The inevitable prompt comes when users least expect it: "Your password has expired and must be changed." Systems demand login credential updates, forcing users to come up with new passwords on the fly, often just a character or two off from the original.
Modern password etiquette dates back to a 2003 National Institute of Standards and Technology recommendation to introduce a mix of letters — capital and otherwise — numbers and a special character, in addition to routine changes.
The guidance is at the root of many users' frustrations, where employees are quick to bemoan company and vendor policies to change passwords every 90 days. Users have turned to password management tools to ease the burden of creating unique identities for multiple accounts.
But for every tool adopter there are a handful of users still reliant on writing down passwords or repeating credentials across accounts.
Even the creator of the password recommendations in part regrets his guidance.
Though NIST has since introduced a new framework — which recommends password phrases and changes only if there are signs of malicious activity — the security industry is working to move beyond passwords altogether.
A passwordless future would place the onus of securing identities on biometrics and behavioral insights, rather than words, numbers, characters and phrases.

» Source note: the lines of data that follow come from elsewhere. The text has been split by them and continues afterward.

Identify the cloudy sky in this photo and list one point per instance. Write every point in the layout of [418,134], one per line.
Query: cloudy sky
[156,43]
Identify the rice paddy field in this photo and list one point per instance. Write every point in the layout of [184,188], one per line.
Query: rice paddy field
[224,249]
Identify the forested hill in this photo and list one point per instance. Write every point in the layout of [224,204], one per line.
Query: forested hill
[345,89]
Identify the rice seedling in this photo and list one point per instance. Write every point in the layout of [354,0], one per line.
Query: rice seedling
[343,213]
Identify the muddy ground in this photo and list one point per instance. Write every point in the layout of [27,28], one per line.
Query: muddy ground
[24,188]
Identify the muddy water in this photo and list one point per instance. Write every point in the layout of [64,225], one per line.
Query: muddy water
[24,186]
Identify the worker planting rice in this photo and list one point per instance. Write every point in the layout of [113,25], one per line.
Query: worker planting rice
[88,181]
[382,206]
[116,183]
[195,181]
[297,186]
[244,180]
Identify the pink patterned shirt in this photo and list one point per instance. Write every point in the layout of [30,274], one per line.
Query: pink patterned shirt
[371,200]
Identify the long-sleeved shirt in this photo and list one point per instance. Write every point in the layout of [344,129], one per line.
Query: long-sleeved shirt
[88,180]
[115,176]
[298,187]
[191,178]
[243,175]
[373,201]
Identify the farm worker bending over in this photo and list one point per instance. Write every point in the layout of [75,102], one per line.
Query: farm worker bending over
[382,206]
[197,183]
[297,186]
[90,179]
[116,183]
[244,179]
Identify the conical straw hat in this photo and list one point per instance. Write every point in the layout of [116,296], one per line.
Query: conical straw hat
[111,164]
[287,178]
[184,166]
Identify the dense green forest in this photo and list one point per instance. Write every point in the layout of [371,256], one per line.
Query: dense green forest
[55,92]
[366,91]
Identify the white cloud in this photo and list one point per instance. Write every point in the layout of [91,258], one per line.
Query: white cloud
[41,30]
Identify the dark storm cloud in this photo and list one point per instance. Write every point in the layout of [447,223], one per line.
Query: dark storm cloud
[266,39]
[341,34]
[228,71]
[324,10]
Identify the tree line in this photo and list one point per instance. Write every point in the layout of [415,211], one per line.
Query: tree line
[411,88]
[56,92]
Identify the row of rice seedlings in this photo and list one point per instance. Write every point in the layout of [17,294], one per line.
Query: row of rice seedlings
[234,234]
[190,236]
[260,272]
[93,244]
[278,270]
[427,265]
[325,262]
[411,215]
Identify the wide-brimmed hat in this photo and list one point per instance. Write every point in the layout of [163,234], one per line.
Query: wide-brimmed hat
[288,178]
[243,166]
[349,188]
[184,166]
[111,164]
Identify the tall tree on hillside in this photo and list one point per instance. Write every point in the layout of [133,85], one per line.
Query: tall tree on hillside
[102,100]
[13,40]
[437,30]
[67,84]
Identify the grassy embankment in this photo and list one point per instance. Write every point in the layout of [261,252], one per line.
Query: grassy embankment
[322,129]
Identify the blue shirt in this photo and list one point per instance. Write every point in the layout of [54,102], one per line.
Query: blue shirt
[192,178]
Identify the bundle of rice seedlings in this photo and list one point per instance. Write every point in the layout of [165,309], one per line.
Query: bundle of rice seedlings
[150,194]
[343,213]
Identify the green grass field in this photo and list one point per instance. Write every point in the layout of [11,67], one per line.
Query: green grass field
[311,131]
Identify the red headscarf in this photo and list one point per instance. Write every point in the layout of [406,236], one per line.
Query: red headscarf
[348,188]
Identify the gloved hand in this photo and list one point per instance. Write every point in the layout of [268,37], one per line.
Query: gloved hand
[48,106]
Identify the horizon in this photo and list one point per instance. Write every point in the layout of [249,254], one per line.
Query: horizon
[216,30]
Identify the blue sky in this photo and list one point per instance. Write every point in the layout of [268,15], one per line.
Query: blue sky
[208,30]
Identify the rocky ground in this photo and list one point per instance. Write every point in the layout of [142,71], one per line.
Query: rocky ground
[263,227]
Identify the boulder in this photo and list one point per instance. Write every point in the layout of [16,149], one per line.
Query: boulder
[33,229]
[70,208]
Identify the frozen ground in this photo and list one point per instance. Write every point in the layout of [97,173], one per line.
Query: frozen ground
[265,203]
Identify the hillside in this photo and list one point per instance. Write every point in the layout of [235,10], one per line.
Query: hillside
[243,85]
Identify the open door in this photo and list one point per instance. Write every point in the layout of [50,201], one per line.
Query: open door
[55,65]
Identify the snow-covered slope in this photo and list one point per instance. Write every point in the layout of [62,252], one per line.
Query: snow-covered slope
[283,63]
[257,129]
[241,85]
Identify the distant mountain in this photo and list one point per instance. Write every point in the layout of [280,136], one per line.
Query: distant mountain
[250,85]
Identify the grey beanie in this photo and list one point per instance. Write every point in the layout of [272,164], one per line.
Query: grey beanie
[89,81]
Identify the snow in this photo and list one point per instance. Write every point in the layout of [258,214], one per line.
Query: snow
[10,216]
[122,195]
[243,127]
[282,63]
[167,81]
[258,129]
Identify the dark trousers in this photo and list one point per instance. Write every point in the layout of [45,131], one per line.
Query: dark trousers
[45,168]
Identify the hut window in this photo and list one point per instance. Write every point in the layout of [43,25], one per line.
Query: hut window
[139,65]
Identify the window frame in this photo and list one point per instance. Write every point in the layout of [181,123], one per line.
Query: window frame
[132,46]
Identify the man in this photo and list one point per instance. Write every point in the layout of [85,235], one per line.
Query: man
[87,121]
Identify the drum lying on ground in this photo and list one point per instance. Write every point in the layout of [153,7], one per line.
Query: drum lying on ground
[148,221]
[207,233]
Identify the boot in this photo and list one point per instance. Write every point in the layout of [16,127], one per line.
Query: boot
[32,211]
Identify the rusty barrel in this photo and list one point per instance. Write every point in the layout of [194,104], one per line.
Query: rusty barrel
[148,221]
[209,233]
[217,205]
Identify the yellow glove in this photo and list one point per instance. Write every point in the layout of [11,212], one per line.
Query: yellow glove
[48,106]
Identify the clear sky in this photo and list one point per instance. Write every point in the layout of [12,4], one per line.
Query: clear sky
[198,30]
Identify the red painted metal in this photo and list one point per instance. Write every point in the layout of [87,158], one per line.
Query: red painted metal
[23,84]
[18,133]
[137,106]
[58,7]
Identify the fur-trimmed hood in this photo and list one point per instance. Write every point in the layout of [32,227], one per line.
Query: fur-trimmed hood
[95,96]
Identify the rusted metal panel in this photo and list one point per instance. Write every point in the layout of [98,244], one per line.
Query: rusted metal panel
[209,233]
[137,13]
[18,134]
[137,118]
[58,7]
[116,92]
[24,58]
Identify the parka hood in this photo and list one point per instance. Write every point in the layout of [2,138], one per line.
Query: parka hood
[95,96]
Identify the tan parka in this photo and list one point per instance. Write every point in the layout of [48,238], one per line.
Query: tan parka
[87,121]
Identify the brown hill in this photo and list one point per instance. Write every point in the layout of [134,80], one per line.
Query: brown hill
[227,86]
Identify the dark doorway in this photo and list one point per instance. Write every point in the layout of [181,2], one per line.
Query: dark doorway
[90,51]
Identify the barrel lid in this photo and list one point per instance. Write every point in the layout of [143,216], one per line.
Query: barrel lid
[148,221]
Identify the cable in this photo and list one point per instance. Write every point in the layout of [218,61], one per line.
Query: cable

Self-service turns to personal identifiers
Traditional password management models have relied on user self-service. If an individual is locked out of an account, knowledge-based questions can validate identity and reset account credentials.
But users have scores of accounts in personal and work-related environments, creating a kaleidoscope of account credentials that are difficult to navigate and challenging to remember.
To add to the complexity, a simple search on "Have I been pwned?" will reveal whether an individual's credentials were involved in a breach. If compromised, it creates yet another case where users have to reset passwords and create new and unique passwords.
"Our passwords are out there, in the black market, on the Dark Web," said Ayan Roy, principal at EY Advisory and lead of the firm's identity and access management services. "No matter how frequently we reset passwords or how complex we make passwords, what's happening now is most of the bad guys do have access to our passwords."
A passwordless model relies on different factors — such as touch and face ID — or continuous authentication to simplify how users interact with systems.
In the next five years, there should be no passwords, said James Stickland, CEO of Veridium. A blend of implicit and explicit forms of authentication will prove far more effective in securing people's identities.
Apple's introduction of the Touch ID has primed people to readily use biometrics to access core applications.
Biometrics for the longest time faced adoption challenges, according to Roy. "But now with smart phones, smart devices, it is a lot easier for us to get our users to use biometrics."
Biometrics introduce an extra level of security that is more difficult to compromise and allows vendors to do a lot more behind the scenes with behavioral analysis.
For example, a user may log in to a system every morning around the same time and navigate to six different applications. But if that same individual accesses 10 systems in a morning, identity and access management systems could flag the behavior and challenge a user by sending a one-time pin to their device for validation. The same extra validation could be prompted if a user logs in from a new geographic location.
The multiple form factors allow for more step-up authentication, which can be anomaly dependent or based off the sensitivity of a transaction.
Examples of using biometrics are readily available in consumer world, but companies are not as quick to implement the technology. Part of the challenge becomes integrating with existing ecosystems.
Corporations already have identity access management systems and manage employee identities through user IDs and passwords, according to Stickland. If a vendor can introduce biometrics as a platform overlay without additional hardware, there will be less adoption abrasion.
"If users are fundamentally the same humans that they have been for a long period of time, their intellectual mindspace hasn't gotten any bigger to remember passwords," Stickland said. "You're making the complex nature of storage and policy more complicated. How can you blend those two worlds? Simplify, but secure further."
The potential of portable identities
Part of the difficulty with identity management lies in how nearly every system requires creating an account. In response, some organizations are introducing the idea of a validated identity.
The effort is similar to the social logins encountered in the consumer realm. Users can employ Facebook, Google, Amazon or Twitter accounts to log into services across the internet.
In the same way, validated identities could work across organizations in a specific sector.
As part of an effort to introduce cybersecurity efforts to life sciences organizations, a biopharma and healthcare industry consortium is working to create portable identities that could be used across the sector.
The National Health Information Sharing and Analysis Center (NH-ISAC) is taking requirements from members like Aetna and Merck to build an identity solution that meets all needs, which would help drive adoption, according to Roy.
The idea is to create a one-time verified identity that an individual could take to their healthcare provider, the pharmacy or a health insurance provider, for example. Any account activity a verified user could then approve or deny, with solutions relying on baked-in security controls.
The passwordless method would create an industry "ecosystem of different companies who are willing to adopt this technology because if we don't build an ecosystem, I don't think is going to be successful," Roy said. "Adoption will continue to be a challenge."